Fury (2014)

Fury

Brad Pitt stars as a war-weary tank commander in a gruesome Second World War movie that is unflinching in its visceral battle scenes.

Fury

Band Of Brothers by Alexa Dalby

In the last days of the Second World War, a weary US tank crew is behind enemy lines in Germany. The US is an underdog for once, its Sherman tanks outnumbered and outgunned by superior German tanks, desperate in the last throes of defeat. The film opens in a deserted battlefield wasteland. A lone German rider on a white horse is jumped on and killed by a US soldier from the top of an apparently abandoned tank. It’s Brad Pitt, who is excellent as tough yet privately tortured Sergeant Don Collier, whose ‘war name’ is Wardaddy, the battle-hardened commander of the tank nicknamed ‘Fury’. He has promised his motley crew that he will make sure they survive to the end of the war. There’s religious Bible (Shia LaBeouf, Nymphomaniac), quoting biblical justifications for America’s war being righteous, Mexican Gordo, the driver, (Michael Peña, American Hustle) and animal-like Coon-Ass (Jon Bernthal, The Wolf of Wall Street) – all of them filthy and brutalised by war, yet kept together by a fierce sense of cameraderie under fire in the enclosed world of their tank.

But Wardaddy hasn’t succeeded. One of his crew has been killed and is replaced by raw recruit Norman (fresh-faced Logan Lerman, The Perks of Being a Wallflower), only in the army eight weeks, trained as a clerk/typist, and never been in a tank before. His first task is to clean up the splattered brains of his predecessor from the inside of the tank. Unsurprisingly, he vomits. Unless Wardaddy can toughen him up fast, he’s a liability to the rest of them. So in his first encounter with the enemy, Wardaddy makes him shoot a captured and surrendering German soldier. We see the war and Wardaddy through his eyes.
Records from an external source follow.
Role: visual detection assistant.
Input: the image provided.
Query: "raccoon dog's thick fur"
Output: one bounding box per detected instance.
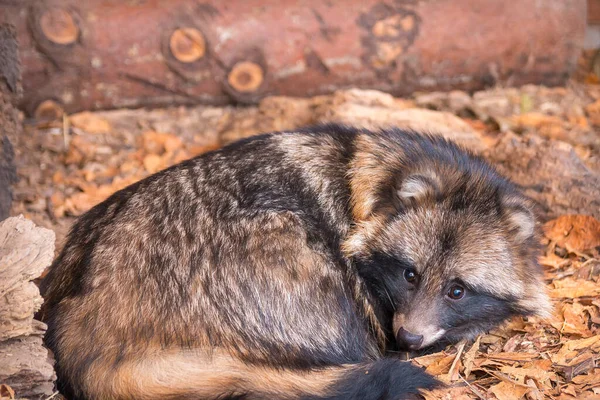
[43,125,549,400]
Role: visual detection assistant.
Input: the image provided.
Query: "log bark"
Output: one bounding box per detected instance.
[0,24,21,221]
[0,216,56,399]
[0,0,586,116]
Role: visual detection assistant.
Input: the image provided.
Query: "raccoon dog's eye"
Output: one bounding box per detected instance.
[448,285,465,300]
[404,268,417,283]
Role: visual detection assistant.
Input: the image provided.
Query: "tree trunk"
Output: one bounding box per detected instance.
[0,216,56,399]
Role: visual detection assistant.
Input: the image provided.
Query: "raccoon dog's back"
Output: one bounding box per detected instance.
[42,126,548,399]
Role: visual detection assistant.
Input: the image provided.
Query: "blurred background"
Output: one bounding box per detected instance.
[0,0,600,400]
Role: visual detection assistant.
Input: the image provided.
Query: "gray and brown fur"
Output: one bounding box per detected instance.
[43,125,548,399]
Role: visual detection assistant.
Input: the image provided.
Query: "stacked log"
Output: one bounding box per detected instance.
[0,24,21,221]
[0,216,56,399]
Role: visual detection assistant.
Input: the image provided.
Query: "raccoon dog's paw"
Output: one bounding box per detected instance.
[311,358,443,400]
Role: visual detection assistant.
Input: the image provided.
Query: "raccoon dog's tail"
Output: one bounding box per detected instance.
[78,350,440,400]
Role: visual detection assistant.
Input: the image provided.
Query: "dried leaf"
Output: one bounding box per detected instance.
[143,154,165,174]
[549,278,600,299]
[544,215,600,251]
[69,111,112,134]
[463,336,481,379]
[426,355,454,376]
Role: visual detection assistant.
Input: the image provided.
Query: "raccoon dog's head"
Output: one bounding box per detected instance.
[344,132,551,350]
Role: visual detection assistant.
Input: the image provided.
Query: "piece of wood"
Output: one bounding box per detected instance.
[0,216,56,398]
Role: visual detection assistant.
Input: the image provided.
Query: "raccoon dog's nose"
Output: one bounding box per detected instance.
[396,328,423,350]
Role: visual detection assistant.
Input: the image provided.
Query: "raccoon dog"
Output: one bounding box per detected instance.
[42,125,549,400]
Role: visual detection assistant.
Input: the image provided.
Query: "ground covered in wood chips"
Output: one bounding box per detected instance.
[5,84,600,400]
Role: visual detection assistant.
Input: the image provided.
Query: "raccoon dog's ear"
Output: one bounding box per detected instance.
[504,198,535,242]
[396,172,441,207]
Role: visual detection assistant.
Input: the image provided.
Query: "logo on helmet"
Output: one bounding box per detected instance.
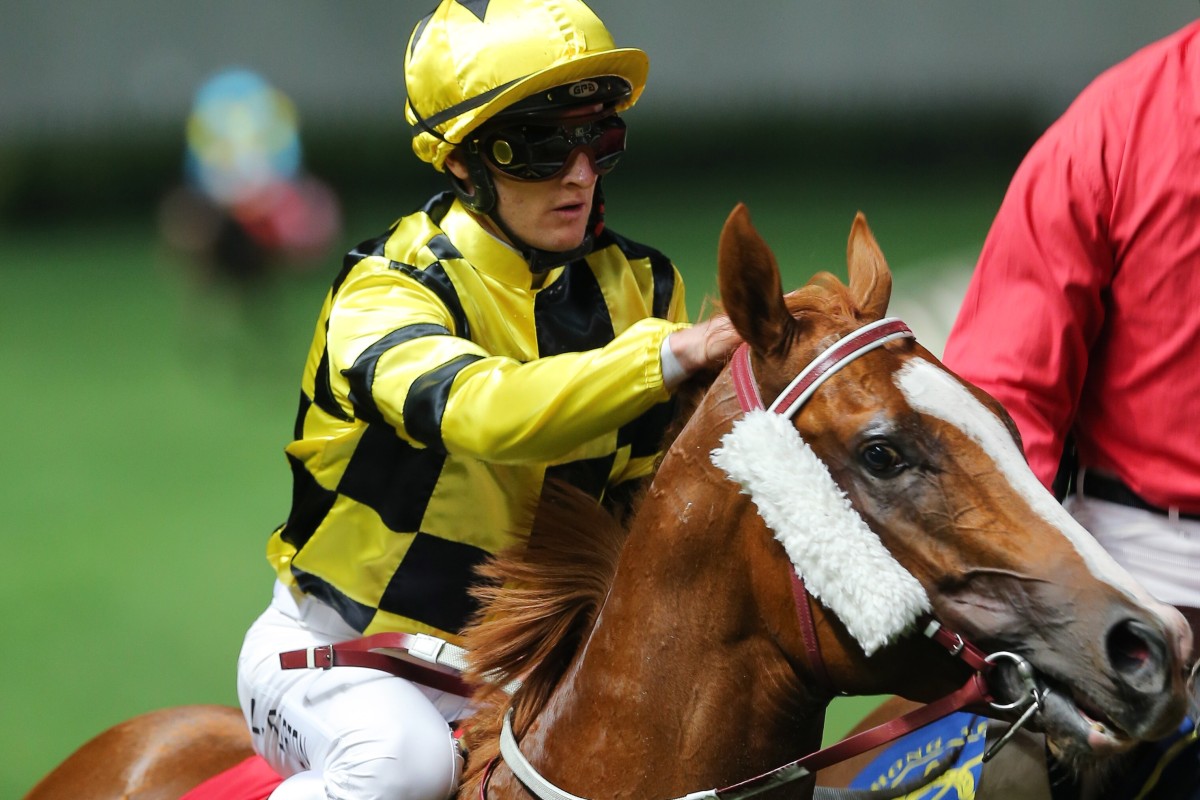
[568,80,600,100]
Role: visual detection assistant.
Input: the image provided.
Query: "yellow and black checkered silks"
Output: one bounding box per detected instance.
[404,0,650,170]
[268,193,686,638]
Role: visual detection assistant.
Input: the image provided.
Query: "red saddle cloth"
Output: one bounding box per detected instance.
[180,756,283,800]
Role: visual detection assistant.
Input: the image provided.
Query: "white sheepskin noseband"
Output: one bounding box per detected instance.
[712,379,930,655]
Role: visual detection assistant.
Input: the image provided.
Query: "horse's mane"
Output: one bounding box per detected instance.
[463,482,626,796]
[461,272,858,796]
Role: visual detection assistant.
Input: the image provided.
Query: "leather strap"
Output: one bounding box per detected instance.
[280,633,473,697]
[792,570,838,694]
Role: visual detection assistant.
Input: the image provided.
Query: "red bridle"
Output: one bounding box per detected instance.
[705,318,1040,786]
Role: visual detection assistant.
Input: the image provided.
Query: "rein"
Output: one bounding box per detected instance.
[492,318,1044,800]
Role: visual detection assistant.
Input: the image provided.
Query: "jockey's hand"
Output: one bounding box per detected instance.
[667,314,742,374]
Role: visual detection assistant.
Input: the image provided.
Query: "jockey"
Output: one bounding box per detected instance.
[238,0,738,800]
[943,22,1200,798]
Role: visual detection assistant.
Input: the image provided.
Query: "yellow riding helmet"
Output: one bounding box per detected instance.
[404,0,650,172]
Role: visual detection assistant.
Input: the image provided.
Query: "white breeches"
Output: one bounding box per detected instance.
[238,583,470,800]
[1064,494,1200,608]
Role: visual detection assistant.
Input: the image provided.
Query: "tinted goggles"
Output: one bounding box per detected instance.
[479,114,625,181]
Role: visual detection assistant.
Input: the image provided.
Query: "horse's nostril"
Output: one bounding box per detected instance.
[1108,620,1165,680]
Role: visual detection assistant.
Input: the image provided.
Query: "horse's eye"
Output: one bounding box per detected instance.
[859,440,906,475]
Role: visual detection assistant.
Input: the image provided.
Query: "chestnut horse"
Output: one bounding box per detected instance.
[28,206,1190,800]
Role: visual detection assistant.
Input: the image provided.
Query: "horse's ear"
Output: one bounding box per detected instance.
[716,203,794,353]
[846,211,892,320]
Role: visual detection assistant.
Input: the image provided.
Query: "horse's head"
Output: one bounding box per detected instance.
[718,206,1190,754]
Fury is unsparing in its blood and mud. The effects of battle on human beings are graphic – limbs are bloodily shattered and there’s an ultra-high body count on both sides – “a whole lotta people gotta die”, Wardaddy says, before this war’s over. The movie’s three battle sequences are impressively choreographed, massive, stunning and noisy. Tanks lumber around each other like pachyderms, spitting lasered bullet tracks like fireworks. Between the encounters is a bizarre interlude when the US capture a German town. Seemingly seeking some kind of normality, Wardaddy bursts in with Norman to the apartment of two terrified German women, where he tries to recreate an incongruously domestic scene in which they sit down to eat together around a dining table, and he encourages Norman in an almost fatherly way lose his virginity. Fury culminates in a prolonged final showdown where the tank is stranded and alone, its five men defending a vital crossroads against an SS battalion of hundreds, in a fight to the death in a landscape lit in murky browns like the Apocalypse.
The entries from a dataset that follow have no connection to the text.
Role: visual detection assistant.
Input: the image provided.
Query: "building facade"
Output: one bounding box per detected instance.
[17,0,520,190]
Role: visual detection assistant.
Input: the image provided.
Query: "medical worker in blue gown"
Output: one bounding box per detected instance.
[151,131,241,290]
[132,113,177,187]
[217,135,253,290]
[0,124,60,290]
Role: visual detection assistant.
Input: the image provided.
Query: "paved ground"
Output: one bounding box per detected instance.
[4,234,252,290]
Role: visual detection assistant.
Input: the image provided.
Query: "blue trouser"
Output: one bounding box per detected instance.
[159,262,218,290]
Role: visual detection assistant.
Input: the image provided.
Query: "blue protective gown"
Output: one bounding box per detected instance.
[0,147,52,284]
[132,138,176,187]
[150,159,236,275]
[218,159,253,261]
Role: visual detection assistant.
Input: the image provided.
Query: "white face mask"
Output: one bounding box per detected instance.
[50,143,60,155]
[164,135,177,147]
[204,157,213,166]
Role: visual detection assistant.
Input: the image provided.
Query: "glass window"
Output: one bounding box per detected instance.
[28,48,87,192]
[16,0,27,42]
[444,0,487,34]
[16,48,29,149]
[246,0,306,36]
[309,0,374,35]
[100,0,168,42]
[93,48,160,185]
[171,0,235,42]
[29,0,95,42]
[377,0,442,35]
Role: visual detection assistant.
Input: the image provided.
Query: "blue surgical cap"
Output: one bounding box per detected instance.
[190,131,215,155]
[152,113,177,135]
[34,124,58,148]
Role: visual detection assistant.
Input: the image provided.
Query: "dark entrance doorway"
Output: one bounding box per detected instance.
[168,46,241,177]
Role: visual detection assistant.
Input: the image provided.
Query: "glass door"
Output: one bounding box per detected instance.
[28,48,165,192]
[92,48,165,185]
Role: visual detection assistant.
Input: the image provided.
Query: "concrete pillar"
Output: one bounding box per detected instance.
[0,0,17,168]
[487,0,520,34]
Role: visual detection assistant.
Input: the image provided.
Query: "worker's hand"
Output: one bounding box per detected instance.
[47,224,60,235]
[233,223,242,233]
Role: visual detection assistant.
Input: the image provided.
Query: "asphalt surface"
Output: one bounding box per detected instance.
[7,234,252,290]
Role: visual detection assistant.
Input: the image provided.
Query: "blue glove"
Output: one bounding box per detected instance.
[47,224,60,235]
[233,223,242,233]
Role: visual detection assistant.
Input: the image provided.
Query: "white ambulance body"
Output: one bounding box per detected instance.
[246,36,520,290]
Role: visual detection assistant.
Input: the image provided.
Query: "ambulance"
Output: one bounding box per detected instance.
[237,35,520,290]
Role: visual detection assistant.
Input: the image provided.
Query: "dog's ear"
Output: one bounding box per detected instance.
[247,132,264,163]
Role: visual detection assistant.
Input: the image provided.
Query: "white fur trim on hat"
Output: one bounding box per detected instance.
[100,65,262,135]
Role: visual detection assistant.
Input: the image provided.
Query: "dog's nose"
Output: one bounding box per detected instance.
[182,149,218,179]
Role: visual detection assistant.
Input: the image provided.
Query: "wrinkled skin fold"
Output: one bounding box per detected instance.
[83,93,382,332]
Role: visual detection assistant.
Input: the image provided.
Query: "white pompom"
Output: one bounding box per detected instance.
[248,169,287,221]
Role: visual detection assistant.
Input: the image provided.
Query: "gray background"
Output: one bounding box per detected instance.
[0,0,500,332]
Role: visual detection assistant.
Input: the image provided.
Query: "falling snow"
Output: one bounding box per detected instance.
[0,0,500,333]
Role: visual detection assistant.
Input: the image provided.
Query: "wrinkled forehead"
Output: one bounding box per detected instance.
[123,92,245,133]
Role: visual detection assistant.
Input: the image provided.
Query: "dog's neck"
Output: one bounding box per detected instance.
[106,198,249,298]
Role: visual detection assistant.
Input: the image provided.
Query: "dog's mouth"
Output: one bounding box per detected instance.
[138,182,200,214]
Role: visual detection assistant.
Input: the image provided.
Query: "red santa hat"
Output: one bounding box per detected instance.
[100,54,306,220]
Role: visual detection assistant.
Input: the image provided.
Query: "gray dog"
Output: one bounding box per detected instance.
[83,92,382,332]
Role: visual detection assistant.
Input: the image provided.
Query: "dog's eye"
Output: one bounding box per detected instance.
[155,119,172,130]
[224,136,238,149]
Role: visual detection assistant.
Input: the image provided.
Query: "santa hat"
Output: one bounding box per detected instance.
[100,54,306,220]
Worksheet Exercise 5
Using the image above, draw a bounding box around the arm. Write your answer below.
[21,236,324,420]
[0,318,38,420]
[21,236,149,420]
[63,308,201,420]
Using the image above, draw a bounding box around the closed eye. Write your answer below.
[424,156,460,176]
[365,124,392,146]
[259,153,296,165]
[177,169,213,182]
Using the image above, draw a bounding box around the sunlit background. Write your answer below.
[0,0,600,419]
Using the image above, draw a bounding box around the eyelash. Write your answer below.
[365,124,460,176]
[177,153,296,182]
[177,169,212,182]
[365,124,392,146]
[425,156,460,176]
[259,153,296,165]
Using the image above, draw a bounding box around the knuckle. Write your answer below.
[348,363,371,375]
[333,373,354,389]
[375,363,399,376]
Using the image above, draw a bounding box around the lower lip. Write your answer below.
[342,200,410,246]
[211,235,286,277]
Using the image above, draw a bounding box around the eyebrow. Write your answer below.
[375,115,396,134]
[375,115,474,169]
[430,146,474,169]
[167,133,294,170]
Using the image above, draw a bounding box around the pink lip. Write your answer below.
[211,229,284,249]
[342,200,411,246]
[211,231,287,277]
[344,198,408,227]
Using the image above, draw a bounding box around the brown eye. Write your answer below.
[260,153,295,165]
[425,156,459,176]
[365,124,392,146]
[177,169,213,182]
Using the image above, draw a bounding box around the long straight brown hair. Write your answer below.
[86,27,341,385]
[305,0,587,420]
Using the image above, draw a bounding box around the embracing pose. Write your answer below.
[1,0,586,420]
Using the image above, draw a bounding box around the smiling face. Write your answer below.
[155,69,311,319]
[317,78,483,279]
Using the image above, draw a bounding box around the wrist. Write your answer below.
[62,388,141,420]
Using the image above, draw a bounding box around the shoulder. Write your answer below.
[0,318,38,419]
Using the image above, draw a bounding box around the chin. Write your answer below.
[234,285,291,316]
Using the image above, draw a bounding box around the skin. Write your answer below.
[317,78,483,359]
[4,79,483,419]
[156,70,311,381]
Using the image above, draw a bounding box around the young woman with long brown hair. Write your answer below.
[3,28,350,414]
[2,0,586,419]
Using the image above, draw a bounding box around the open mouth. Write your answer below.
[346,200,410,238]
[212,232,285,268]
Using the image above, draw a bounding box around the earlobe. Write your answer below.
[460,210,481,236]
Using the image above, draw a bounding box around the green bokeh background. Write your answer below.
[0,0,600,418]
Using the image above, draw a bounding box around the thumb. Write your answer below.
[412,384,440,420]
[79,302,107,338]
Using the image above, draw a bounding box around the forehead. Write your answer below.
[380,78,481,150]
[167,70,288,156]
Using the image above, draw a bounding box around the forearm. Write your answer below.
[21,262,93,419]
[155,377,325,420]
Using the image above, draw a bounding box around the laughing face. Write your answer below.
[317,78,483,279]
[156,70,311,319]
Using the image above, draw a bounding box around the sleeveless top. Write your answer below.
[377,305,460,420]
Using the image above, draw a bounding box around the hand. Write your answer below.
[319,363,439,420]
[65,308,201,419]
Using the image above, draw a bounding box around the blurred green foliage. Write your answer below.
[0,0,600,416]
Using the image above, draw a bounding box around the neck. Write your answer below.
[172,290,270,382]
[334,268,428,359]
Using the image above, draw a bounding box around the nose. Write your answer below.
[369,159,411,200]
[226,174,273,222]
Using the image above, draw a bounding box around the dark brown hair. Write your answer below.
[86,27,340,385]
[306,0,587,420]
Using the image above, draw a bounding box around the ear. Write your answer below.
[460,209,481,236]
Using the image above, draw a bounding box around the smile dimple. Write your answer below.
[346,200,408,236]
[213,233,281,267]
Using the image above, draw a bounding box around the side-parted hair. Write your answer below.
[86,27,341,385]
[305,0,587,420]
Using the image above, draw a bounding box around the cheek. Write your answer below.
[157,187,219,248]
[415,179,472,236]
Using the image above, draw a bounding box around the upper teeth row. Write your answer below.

Pitt is excellent as Wardaddy, the dedicated tank commander, who inspires loyalty and self-sacrifice. War, for him, is “the best job I ever had”. But he seems larger than life and the other characters are one-dimensional. The film is scripted and directed by David Ayers, responsible for such gritty movies as Training Day and End of Watch. Fury was intended respectfully, its director says, to show the futility of war, the universality of the experience of soldiers on both sides and the ambiguity of heroism. But although its battle details are explicit, overall Fury says nothing very new, its ambitions to be more than an action movie seem pretentious and, despite its technical prowess, it has the feeling of a rather old-fashioned war film.